Mário Soares pelo PS, Octávio Pato pelo PCP, Diogo Freitas do Amaral pelo CDS já tinham falado nessa tarde. Quando a bancada do CDS (Centro Democrático Social) vota contra, ouve-se uma voz a gritar “reacionários” do hemiciclo. O CDS é o único partido a votar contra. Votam a favor o PS (Partido Socialista), o PPD (Partido Popular Democrático, futuro PSD), o PCP (Partido Comunista Português), o MDP/CDE (Movimento Democrático Português / Comissão Democrática Eleitoral), a UDP (União Democrática Popular) e a ADIM (Associação para a Defesa dos Interesses de Macau). A RTP (Radiotelevisão Portuguesa) transmitiu em direto. Francisco da Costa Gomes, Presidente da República, está presente na sessão solene de encerramento, onde assina o decreto de promulgação.

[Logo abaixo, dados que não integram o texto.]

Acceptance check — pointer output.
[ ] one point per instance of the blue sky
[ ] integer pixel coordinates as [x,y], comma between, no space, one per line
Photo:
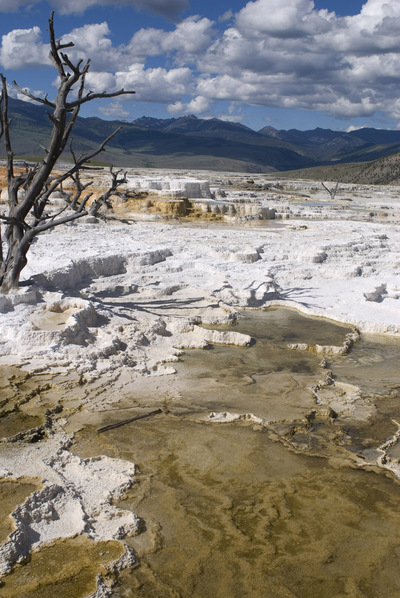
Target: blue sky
[283,63]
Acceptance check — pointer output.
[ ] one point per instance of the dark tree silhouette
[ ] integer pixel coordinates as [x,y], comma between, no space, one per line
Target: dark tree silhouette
[30,189]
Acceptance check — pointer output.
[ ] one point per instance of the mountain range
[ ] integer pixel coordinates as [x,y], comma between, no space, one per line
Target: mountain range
[194,143]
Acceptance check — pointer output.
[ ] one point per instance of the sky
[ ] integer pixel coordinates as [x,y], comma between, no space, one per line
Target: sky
[282,63]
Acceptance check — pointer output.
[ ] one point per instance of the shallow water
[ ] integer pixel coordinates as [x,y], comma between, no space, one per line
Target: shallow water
[293,507]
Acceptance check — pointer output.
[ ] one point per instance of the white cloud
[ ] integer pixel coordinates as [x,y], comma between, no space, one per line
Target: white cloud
[23,48]
[281,18]
[151,85]
[281,53]
[168,8]
[199,105]
[114,110]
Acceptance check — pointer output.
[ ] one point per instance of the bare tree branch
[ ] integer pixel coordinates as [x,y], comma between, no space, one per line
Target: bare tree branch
[30,191]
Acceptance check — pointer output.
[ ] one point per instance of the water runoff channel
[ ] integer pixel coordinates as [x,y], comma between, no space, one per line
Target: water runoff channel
[265,476]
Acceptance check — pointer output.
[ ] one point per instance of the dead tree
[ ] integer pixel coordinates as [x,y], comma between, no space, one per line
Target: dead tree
[332,192]
[29,191]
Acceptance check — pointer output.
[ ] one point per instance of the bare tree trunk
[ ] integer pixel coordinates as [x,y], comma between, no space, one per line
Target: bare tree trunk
[29,191]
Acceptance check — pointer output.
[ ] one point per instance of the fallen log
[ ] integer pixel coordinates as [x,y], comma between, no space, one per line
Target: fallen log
[128,421]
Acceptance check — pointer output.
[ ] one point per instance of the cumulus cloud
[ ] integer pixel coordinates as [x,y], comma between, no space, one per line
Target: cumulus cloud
[168,8]
[114,110]
[23,48]
[277,53]
[199,105]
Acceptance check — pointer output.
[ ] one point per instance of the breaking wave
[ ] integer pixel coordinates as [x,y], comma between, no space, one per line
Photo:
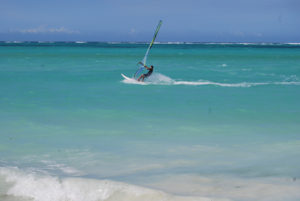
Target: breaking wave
[160,79]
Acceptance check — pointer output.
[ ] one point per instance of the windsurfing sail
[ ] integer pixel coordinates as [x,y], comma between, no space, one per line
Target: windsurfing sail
[142,63]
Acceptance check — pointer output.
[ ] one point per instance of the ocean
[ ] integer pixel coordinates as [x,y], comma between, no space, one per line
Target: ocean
[214,122]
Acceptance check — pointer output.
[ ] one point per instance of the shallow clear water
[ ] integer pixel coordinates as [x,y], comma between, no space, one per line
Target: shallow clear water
[214,120]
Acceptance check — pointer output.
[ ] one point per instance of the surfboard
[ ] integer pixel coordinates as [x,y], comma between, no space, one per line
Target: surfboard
[127,78]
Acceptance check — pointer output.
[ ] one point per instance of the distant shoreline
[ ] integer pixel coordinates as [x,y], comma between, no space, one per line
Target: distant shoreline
[167,43]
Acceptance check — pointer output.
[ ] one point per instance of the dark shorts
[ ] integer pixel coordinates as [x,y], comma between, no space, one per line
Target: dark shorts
[147,74]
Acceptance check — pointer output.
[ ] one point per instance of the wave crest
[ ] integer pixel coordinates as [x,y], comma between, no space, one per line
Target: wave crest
[160,79]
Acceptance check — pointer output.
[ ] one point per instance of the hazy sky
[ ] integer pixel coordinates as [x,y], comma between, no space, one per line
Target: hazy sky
[135,20]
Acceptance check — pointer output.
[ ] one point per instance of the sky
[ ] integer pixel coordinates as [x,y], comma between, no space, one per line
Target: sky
[135,20]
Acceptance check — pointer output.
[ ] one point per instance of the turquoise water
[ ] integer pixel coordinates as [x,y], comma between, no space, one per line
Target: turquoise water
[214,121]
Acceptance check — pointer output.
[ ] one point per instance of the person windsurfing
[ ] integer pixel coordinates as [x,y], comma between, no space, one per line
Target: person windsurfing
[143,76]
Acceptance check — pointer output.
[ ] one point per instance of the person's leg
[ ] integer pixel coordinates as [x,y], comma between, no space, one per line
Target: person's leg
[142,76]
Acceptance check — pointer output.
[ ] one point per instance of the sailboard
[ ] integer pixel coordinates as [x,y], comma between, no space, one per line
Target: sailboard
[142,63]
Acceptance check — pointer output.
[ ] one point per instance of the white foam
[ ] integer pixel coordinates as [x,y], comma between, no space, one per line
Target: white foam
[48,188]
[160,79]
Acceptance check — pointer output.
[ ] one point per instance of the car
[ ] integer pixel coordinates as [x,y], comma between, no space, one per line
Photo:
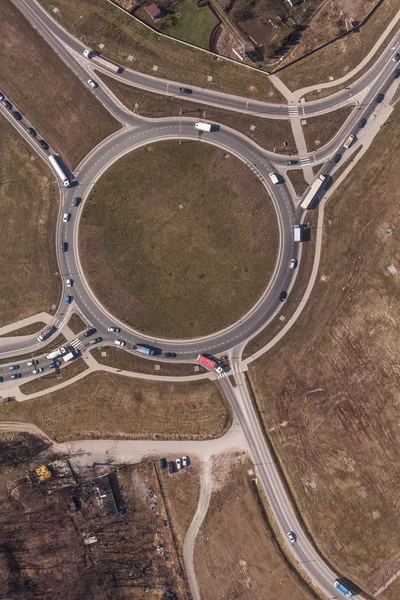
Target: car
[90,332]
[336,158]
[292,536]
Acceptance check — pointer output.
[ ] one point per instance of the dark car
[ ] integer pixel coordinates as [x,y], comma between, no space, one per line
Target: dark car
[282,296]
[90,332]
[43,144]
[336,158]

A Constituição entra em vigor 23 dias depois, no segundo aniversário do 25 de Abril. O decreto de promulgação é publicado a 10 de abril. Em julho, Mário Soares torna-se primeiro-ministro do I Governo Constitucional, um governo minoritário que contava apenas com o apoio dos deputados socialistas, apesar da pressão dos parceiros europeus, em particular da República Federal Alemã, para um governo de coligação alargada.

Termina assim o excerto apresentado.